Death By Decimation
(From the #WeirdDarkness episode, “The Alien Abduction of Lynda Jones”: https://weirddarkness.com/alienabductionoflindajones/)
Perhaps of all ancient armies, the Romans were the most feared. Roman generals would stop at nothing to keep their men in order, reserving one of the worst forms of punishment, decimation, for disobedience.
The Roman army made limited but wise use of decimation. This usually required the disobedient legion to be divided into groups of ten, with each soldier drawing lots. The soldier who drew the shortest straw would lose his life at the hands of the other nine members.
While this form of military punishment may seem especially barbaric, it didn’t disappear with the fall of Rome. Decimation, in one form or another, actually continued until the 20th century.
According to Ancient Origins, decimation is a word that means the “removal of a tenth” in Latin. This is pretty much the gist of this brutal punishment.
The Greek historian Polybius described it around 150 B.C.; usually, the punishment was reserved for soldiers who had deserted their posts during battle. The offending unit would have to draw lots, and one poor randomly selected soldier would be bludgeoned to death by his comrades.
Polybius wrote: “Obtaining some, he then proceeds to punish them and figures many times the sum selected as an example of cowardice—In this way they are made into fine examples before all.” The punishment was carried out with one soldier bearing a heavy implement, striking those below without mercy.
The men who survived faced further punishment after having to kill their own comrades. They were exiled from the protection of the camp for days, with nothing to eat but barley instead of wheat, as Polybius writes.
It was not employed as often as some claim, but more than one Roman general or military commander used it.
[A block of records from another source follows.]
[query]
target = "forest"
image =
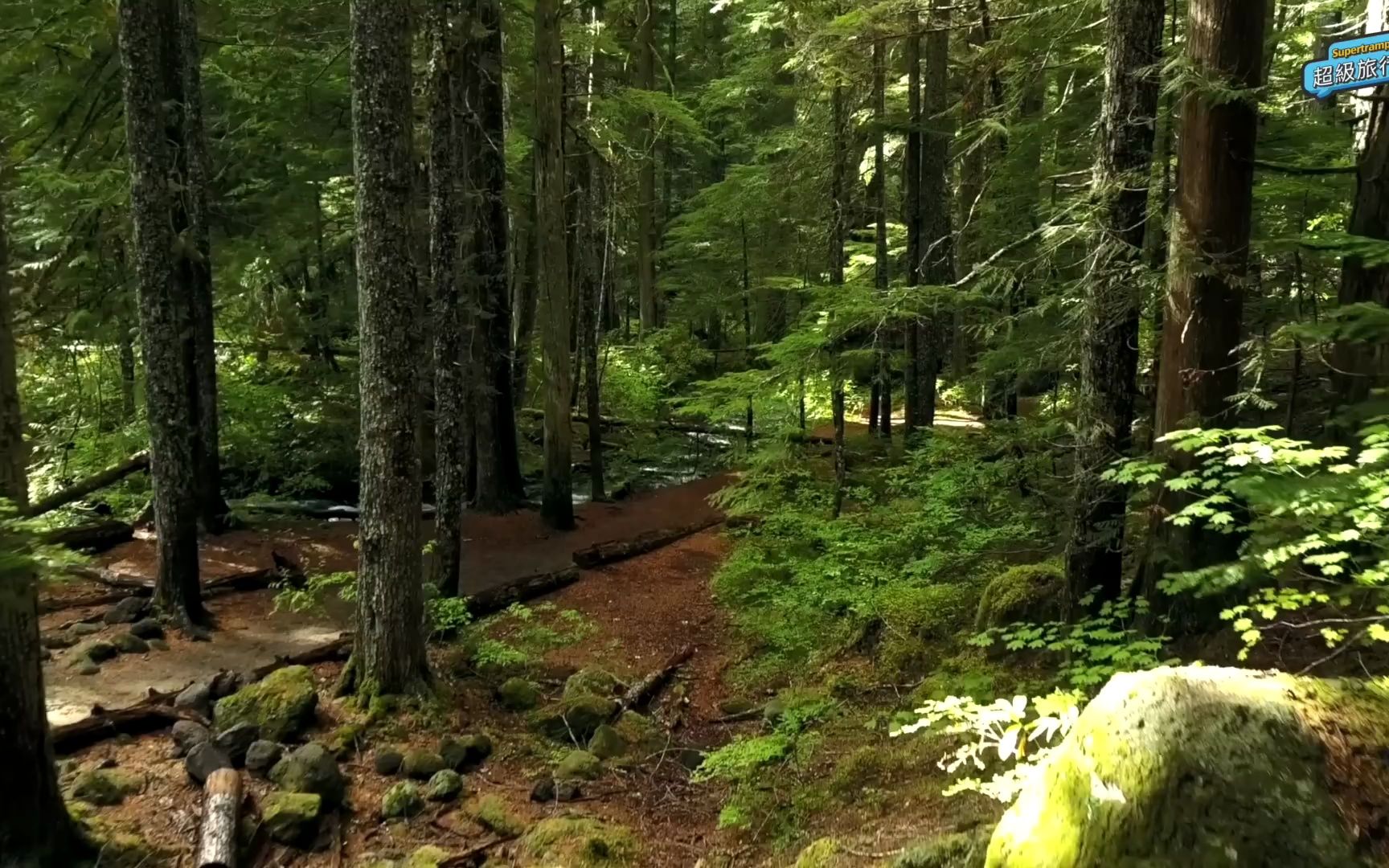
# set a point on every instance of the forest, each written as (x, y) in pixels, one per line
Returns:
(719, 434)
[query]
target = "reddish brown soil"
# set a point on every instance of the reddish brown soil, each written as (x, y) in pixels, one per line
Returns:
(498, 549)
(642, 608)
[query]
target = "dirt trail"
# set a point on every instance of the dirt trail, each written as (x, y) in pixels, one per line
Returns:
(499, 549)
(639, 608)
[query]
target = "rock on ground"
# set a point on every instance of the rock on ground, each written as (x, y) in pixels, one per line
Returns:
(203, 760)
(1194, 765)
(311, 770)
(188, 735)
(291, 818)
(402, 800)
(282, 704)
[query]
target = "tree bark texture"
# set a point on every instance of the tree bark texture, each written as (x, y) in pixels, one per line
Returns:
(1362, 366)
(34, 821)
(1108, 343)
(448, 219)
(1209, 244)
(648, 301)
(195, 167)
(153, 60)
(486, 255)
(912, 168)
(551, 265)
(936, 238)
(389, 650)
(879, 206)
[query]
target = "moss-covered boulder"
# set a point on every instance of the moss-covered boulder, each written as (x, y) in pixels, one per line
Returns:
(492, 814)
(282, 704)
(311, 770)
(118, 846)
(104, 786)
(428, 856)
(421, 764)
(574, 719)
(608, 743)
(1028, 593)
(592, 679)
(465, 751)
(518, 694)
(824, 853)
(580, 842)
(445, 786)
(578, 765)
(402, 800)
(1194, 767)
(291, 818)
(952, 850)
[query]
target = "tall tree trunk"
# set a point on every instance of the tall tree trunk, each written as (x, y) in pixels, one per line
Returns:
(1210, 246)
(152, 55)
(973, 167)
(646, 173)
(596, 271)
(837, 278)
(196, 170)
(499, 463)
(1108, 345)
(936, 238)
(1358, 367)
(912, 379)
(527, 303)
(551, 264)
(35, 828)
(879, 206)
(448, 217)
(389, 649)
(125, 349)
The first recorded instance of decimation occurred in 471 B.C. A few years later, the Roman historian Livy described how Appius Claudius Sabinus was disgusted with his men after they were horrifically defeated by the Volsci. He executed those who returned bearing arms or standards, as well as the centurions guilty of leaving their posts, and then selected every tenth soldier from the rest. Frontinus, the ancient Roman senator and writer, suggests they were clubbed to death.
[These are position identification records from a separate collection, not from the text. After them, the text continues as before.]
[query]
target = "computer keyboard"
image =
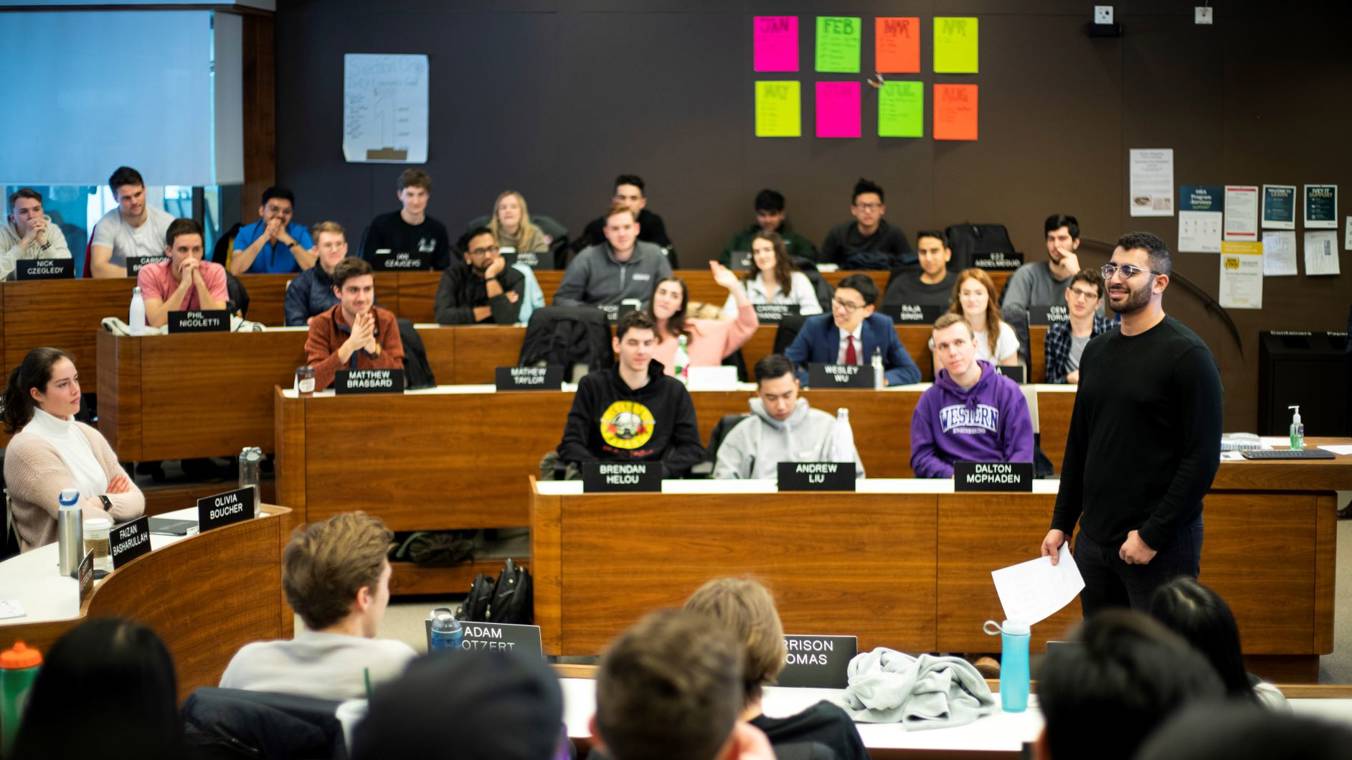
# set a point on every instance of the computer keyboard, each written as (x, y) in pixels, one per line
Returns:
(1289, 455)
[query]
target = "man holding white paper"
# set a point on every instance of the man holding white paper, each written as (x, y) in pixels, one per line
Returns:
(1144, 441)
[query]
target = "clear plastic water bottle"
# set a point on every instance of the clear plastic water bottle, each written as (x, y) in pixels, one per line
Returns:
(446, 632)
(137, 317)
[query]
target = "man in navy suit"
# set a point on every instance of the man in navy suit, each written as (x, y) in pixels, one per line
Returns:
(851, 334)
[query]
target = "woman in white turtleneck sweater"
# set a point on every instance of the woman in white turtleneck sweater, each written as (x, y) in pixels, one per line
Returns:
(52, 452)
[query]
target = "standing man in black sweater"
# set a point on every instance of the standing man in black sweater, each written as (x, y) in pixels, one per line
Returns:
(1144, 441)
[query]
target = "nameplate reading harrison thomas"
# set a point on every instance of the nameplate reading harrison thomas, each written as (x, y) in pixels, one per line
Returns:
(622, 476)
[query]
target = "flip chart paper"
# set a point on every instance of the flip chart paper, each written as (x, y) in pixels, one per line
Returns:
(779, 108)
(897, 45)
(901, 110)
(838, 43)
(776, 43)
(837, 108)
(955, 111)
(955, 45)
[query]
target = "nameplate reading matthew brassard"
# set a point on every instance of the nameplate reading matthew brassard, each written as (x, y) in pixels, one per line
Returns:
(993, 476)
(815, 476)
(622, 476)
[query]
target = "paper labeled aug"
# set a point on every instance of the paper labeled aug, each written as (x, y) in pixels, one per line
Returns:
(1036, 590)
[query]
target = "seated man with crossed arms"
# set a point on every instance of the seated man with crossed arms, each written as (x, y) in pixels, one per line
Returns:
(971, 413)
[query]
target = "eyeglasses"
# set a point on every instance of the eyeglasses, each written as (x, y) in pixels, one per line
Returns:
(1128, 271)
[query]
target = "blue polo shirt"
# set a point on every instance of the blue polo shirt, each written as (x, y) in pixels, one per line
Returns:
(275, 257)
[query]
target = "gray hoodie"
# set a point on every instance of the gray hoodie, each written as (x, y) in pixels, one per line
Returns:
(595, 277)
(756, 445)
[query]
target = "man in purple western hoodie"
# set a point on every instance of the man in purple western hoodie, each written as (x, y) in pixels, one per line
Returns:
(971, 413)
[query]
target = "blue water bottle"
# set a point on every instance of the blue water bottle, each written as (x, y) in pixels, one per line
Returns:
(446, 632)
(1014, 637)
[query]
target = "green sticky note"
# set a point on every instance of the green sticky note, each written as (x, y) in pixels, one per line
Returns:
(779, 108)
(838, 43)
(955, 45)
(901, 110)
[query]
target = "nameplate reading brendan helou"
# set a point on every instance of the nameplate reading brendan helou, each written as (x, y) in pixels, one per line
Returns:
(600, 476)
(129, 541)
(815, 476)
(368, 382)
(840, 376)
(993, 476)
(549, 377)
(43, 269)
(208, 321)
(225, 509)
(817, 661)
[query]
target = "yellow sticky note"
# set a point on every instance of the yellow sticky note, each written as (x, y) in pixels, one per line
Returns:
(779, 110)
(955, 45)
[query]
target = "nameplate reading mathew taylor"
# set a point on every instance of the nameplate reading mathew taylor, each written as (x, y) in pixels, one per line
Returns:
(129, 541)
(622, 476)
(549, 377)
(208, 321)
(817, 661)
(815, 476)
(840, 376)
(368, 382)
(225, 509)
(993, 476)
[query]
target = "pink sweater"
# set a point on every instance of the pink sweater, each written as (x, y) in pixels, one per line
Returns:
(710, 340)
(34, 475)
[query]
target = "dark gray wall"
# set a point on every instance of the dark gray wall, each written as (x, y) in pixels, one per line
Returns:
(554, 99)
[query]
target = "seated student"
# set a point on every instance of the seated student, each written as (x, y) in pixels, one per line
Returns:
(52, 450)
(775, 279)
(782, 428)
(932, 286)
(868, 242)
(1205, 621)
(971, 413)
(619, 268)
(745, 609)
(183, 281)
(1066, 341)
(995, 340)
(125, 668)
(410, 229)
(633, 411)
(771, 218)
(30, 233)
(671, 686)
(707, 341)
(356, 333)
(273, 245)
(511, 226)
(134, 227)
(312, 291)
(483, 290)
(852, 334)
(1122, 676)
(472, 703)
(629, 192)
(337, 579)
Fewer sources are available for specific dates and details of other decimations. Around 315 B.C., the military hero Fabius Rullianus executed all the soldiers from two defeated legions by beheading them for having previously been enemies. Similarly, an otherwise unknown general, Aquilius, decimated centuries that had retreated in front of the enemy by rotating among the groups and choosing one man out of every twenty to reignite fearsome losses.
Since the turn of the millennium, decimation has progressed only slowly. In 35 B.C., Mark Antony, following his defeat by the Parthians, used decimation on his troops. Over two hundred years later, in 286 A.D., Emperor Maximian is said to have ordered an entire Christian legion to be subjected to decimation every day until there were no men left, as they were being bullied into fighting their fellow Christians.
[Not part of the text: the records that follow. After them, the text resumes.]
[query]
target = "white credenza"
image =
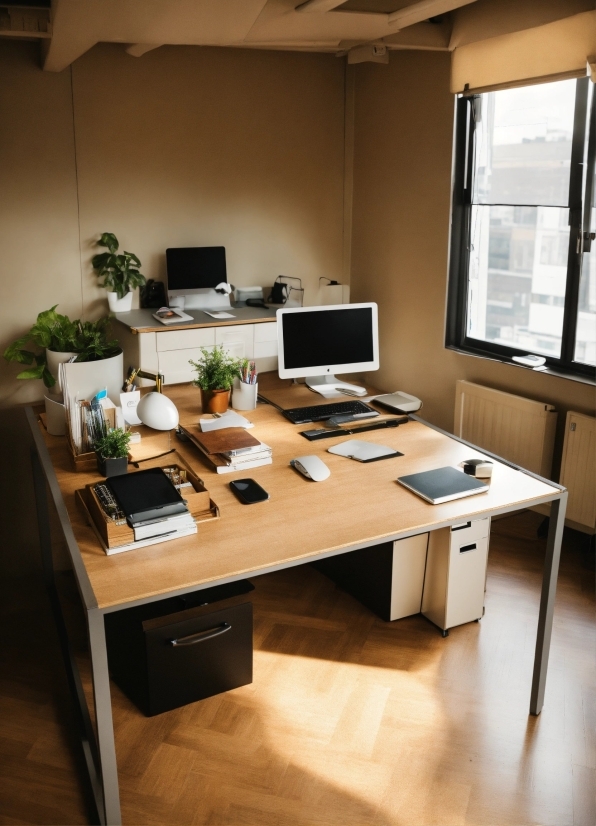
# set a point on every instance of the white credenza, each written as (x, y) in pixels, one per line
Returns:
(168, 350)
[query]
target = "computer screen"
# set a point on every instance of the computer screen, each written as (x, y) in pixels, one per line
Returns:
(195, 268)
(317, 342)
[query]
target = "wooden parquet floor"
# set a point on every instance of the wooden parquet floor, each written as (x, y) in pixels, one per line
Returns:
(349, 720)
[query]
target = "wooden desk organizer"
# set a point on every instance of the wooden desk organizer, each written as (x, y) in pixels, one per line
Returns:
(115, 534)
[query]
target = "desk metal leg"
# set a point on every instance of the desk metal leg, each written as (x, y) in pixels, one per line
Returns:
(103, 717)
(100, 757)
(547, 601)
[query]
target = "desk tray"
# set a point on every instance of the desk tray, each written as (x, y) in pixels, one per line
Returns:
(115, 535)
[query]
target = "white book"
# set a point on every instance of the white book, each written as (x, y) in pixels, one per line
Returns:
(161, 527)
(244, 466)
(153, 540)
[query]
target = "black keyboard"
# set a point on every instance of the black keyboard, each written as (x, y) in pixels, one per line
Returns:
(320, 412)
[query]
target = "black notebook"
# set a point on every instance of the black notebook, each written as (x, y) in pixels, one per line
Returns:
(442, 484)
(146, 495)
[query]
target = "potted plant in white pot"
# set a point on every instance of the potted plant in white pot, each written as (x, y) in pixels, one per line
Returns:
(111, 450)
(216, 371)
(56, 339)
(120, 273)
All in all, decimation was still a relatively rare, if nightmarish, punishment for the Roman Empire. As Polybius writes, the very prospect horrified the soldiers. The Roman Empire existed until 476 A.D., and decimation did not die with it. This form of punishment remained in use for several more centuries. After the fall of the Roman Empire, decimation continued to be applied, albeit sporadically. After several battles from 1618 to 1648, during the Thirty Years’ War, it was practiced on the winners. During the years 1864-1870, paratroopers were decimated, and in World War I, soldiers were sometimes subjected to decimation by their comrades.
In addition, according to Ancient Origins, in 1917, during World War I, Italian General Luigi Cadorna allegedly decimated the 141st Catanzaro Infantry Brigade after the soldiers mutinied. About 750 people died in total. In the same year, French military leaders ordered the decimation of the mixed Algerian infantry regiment for 2,000 soldiers who did not dare to attack the Germans. Four years later, the Finns used decimation to execute communist rebels captured during the turn of 1918 to 1919.
Thus, decimation, an ancient form of punishment, retained its vitality. The Romans used it rarely, but by that time it had already acquired a terrible reputation. Soldiers who had to fight in the Samnite Wars, the Thirty Years’ War, and World War I were deathly afraid of being shot by their comrades, who chose their victims by lot.
As Polybius explained: “The menaced danger requires all to strive equally, so that since no one knows on whom the lot will fall, and since the public disgrace of a man trying for barley rations befalls them each alike, this is what most brings spirit into being fearful but also effective.”